When we help our neighbor, we help ourselves. There is no room with COVID-19 for division within society. It doesn’t matter if I agree with you, whether I disagree with you; if I like you or I dislike you. Keeping you safe keeps me safe. Keeping a different country safe keeps our country safe.
Dryden: Tell me where this all came from. What was the seed, the genesis of this whole thing?
Avidan: So the genesis of this was earlier in this year, we had a conference in South Africa, and we had investigators from all around the world and from various countries in the African continent. And we were seeing early on in this year the emergence of this pandemic. And we thought then, we really need to establish this worldwide network, where we could work collaboratively in a unified way to try to combat this virus. And I hope that when we as humans confront crises like COVID-19 that it brings out the best in us and that it allows us to find common cause in fighting a common enemy because, surely, there are major challenges that are posed by COVID-19. And so let’s use that to bring out some things that are good. And that after we’ve defeated COVID-19 that the world is a better place in some way. And we’ve used it to improve our society and the way that we all work together. It is such a critically important simple point that is easily lost. You cannot protect one country if you’re not protecting the whole world.

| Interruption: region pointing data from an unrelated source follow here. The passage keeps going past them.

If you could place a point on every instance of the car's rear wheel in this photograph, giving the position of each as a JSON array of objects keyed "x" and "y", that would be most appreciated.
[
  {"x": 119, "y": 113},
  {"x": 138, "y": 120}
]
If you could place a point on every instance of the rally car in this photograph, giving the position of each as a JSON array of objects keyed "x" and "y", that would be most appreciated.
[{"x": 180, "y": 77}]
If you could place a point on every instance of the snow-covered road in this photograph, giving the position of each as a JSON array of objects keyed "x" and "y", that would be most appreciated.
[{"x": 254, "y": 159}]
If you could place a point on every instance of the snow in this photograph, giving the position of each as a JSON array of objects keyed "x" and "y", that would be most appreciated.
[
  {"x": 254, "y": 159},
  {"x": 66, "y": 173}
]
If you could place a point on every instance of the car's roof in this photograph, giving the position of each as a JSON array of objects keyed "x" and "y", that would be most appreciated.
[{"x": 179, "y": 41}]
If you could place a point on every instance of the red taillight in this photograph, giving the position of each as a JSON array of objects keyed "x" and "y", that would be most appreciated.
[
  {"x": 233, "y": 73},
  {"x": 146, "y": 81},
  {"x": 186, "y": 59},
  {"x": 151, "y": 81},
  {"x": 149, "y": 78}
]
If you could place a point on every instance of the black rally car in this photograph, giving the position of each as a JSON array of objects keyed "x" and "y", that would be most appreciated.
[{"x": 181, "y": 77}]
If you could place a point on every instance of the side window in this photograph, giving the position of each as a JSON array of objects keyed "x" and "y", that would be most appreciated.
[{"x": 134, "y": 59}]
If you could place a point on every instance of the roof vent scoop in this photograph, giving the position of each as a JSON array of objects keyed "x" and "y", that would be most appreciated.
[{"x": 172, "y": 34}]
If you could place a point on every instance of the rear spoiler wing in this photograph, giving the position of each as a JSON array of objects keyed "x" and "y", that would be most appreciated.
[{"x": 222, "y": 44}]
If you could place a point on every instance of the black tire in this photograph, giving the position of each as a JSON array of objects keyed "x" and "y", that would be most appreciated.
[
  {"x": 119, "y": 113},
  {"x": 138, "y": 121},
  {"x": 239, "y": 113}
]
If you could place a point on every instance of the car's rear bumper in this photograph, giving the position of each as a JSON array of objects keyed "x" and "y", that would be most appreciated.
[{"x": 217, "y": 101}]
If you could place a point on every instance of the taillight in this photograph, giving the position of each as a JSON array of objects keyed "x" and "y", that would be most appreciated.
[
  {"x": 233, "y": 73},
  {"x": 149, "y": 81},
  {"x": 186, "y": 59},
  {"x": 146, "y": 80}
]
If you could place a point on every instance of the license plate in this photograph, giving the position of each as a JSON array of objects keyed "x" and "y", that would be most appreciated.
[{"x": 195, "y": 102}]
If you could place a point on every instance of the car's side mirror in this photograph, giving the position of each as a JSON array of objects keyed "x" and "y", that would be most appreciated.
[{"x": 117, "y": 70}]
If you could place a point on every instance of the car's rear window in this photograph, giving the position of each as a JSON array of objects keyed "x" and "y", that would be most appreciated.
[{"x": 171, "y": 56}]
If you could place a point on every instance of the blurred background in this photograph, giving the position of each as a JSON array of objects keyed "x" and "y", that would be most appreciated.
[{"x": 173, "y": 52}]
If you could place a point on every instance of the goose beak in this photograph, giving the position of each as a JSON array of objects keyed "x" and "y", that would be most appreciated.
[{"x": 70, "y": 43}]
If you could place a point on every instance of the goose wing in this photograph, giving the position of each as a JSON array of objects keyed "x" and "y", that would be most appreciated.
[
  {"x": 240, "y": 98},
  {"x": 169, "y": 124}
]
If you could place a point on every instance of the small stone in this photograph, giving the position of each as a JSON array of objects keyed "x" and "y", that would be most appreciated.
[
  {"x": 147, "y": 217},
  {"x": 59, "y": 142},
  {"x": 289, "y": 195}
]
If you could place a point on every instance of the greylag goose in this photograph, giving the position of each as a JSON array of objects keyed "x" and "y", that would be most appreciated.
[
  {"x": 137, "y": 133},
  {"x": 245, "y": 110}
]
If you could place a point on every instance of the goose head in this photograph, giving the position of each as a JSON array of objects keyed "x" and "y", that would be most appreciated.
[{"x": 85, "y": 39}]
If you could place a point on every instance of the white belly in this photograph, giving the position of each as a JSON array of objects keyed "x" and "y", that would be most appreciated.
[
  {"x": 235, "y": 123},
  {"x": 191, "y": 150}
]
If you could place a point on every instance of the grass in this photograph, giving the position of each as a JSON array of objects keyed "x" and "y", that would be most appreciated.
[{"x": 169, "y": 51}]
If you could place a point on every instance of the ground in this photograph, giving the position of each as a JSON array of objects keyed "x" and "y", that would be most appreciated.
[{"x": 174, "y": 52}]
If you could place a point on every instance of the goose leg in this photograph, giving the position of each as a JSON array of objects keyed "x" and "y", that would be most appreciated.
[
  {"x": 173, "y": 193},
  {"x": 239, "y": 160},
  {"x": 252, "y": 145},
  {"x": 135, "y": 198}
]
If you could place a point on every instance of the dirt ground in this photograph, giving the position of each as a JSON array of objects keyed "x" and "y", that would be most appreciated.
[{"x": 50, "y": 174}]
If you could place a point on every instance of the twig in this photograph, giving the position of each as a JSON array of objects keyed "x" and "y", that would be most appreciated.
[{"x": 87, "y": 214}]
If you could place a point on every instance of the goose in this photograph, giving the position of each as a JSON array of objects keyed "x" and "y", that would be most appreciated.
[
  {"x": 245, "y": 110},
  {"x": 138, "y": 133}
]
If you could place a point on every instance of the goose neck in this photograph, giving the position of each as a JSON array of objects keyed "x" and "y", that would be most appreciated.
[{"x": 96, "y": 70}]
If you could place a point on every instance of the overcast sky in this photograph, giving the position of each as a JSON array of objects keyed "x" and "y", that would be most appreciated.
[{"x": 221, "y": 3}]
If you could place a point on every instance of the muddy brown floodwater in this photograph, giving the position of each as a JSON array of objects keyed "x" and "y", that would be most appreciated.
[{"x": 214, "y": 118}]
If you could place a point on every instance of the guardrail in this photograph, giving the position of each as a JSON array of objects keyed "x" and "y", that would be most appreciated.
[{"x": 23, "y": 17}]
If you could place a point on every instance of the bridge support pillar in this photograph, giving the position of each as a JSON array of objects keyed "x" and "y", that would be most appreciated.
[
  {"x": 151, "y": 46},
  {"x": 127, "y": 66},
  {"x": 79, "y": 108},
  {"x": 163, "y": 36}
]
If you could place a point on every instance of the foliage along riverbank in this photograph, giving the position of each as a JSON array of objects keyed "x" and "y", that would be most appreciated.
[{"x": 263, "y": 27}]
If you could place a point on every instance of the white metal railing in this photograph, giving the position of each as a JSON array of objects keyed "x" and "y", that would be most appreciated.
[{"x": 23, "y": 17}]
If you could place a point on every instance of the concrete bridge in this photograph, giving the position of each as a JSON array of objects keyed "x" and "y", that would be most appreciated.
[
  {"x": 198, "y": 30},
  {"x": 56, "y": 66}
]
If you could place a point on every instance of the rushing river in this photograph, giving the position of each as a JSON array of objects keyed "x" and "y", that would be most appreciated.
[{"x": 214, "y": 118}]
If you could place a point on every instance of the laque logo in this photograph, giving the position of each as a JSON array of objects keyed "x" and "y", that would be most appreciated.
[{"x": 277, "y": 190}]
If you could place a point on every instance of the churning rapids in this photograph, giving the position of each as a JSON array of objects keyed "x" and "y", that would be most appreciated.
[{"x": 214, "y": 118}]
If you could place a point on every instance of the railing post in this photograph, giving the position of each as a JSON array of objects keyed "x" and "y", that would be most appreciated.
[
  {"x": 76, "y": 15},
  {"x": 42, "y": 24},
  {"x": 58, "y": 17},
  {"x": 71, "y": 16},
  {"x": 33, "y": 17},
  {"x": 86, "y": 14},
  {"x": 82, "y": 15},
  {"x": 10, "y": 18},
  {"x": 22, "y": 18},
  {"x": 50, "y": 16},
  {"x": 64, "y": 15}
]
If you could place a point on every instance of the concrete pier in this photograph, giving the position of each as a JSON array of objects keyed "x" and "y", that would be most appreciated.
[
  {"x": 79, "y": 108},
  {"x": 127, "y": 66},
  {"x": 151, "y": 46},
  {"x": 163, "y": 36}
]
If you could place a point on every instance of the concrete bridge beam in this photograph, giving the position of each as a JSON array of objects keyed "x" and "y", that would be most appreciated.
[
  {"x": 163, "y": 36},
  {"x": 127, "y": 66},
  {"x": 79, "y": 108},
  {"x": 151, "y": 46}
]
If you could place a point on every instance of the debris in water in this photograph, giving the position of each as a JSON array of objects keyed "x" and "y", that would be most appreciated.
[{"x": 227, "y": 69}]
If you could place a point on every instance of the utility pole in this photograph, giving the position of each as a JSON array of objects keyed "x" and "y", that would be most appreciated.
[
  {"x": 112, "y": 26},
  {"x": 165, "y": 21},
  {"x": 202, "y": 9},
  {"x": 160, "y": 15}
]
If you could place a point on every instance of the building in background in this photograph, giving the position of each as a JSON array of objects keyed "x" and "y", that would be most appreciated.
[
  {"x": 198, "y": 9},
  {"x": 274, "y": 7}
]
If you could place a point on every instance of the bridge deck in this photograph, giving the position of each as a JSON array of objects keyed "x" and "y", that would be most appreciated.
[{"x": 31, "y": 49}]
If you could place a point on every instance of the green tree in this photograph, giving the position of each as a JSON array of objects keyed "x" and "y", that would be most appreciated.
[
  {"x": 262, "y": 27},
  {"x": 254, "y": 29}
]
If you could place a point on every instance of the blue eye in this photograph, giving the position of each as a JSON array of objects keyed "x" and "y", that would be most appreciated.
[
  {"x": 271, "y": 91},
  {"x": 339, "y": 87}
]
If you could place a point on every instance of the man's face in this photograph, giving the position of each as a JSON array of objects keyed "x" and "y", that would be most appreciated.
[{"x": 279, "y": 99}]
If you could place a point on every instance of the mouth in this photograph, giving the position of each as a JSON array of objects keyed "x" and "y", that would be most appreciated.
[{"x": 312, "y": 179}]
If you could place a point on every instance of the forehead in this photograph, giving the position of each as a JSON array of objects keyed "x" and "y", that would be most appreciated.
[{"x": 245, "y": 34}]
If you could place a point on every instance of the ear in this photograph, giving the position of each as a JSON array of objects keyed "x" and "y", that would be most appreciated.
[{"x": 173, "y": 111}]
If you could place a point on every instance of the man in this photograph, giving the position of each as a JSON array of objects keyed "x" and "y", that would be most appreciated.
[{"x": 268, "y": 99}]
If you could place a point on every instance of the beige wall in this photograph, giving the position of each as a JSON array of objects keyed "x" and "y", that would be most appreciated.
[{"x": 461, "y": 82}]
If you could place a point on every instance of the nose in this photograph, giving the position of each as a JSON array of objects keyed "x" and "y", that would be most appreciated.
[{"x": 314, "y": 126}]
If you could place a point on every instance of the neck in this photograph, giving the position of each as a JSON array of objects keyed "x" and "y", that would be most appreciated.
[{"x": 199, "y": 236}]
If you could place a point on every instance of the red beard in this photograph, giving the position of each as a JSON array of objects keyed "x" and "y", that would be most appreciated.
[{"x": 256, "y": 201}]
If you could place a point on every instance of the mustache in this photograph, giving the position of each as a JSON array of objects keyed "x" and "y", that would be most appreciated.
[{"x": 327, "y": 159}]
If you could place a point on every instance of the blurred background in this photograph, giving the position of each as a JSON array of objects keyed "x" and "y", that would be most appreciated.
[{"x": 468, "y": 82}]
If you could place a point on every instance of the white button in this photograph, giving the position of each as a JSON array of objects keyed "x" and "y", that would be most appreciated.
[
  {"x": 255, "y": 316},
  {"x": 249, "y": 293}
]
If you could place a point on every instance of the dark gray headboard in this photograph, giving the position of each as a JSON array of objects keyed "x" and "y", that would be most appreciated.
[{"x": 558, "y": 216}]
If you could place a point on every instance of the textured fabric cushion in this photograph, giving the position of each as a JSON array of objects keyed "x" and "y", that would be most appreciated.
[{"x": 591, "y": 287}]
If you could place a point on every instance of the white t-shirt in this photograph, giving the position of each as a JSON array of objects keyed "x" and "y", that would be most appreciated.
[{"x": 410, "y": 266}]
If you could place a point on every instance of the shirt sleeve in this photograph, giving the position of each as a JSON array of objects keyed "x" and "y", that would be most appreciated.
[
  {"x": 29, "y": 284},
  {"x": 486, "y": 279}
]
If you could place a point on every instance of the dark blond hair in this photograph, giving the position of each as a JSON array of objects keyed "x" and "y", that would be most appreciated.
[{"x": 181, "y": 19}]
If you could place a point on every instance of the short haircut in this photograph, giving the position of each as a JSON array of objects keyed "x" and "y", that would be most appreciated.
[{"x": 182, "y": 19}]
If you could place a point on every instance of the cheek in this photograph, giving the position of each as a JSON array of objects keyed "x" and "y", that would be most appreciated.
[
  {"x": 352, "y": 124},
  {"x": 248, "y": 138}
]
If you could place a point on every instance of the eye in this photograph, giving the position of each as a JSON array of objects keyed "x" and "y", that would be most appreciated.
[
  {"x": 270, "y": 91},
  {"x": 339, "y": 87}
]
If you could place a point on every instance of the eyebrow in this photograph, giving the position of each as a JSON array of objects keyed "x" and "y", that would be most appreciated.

Dryden: And it’s hard to protect anyone if you don’t have enough health-care workers to care for them because the workers have gotten sick with the virus. Avidan says an estimated 30,000 such workers from across the globe will take various doses of chloroquine or inactive placebo. As the study progresses over several weeks, if the investigators find that a particular dose of the drug seems to be the most effective at protecting health-care workers, all participants will be able to receive that dose. Ultimately, the scientists want to identify the lowest dose of medication that provides the most protection for front-line health-care workers. The study will last for five months.
Show Me the Science is a production of the Office of Medical Public Affairs at Washington University School of Medicine in St. Louis. The goal of this project is to keep you informed and maybe teach you some things that will give you hope. Thanks for tuning in. I’m Jim Dryden. Stay safe.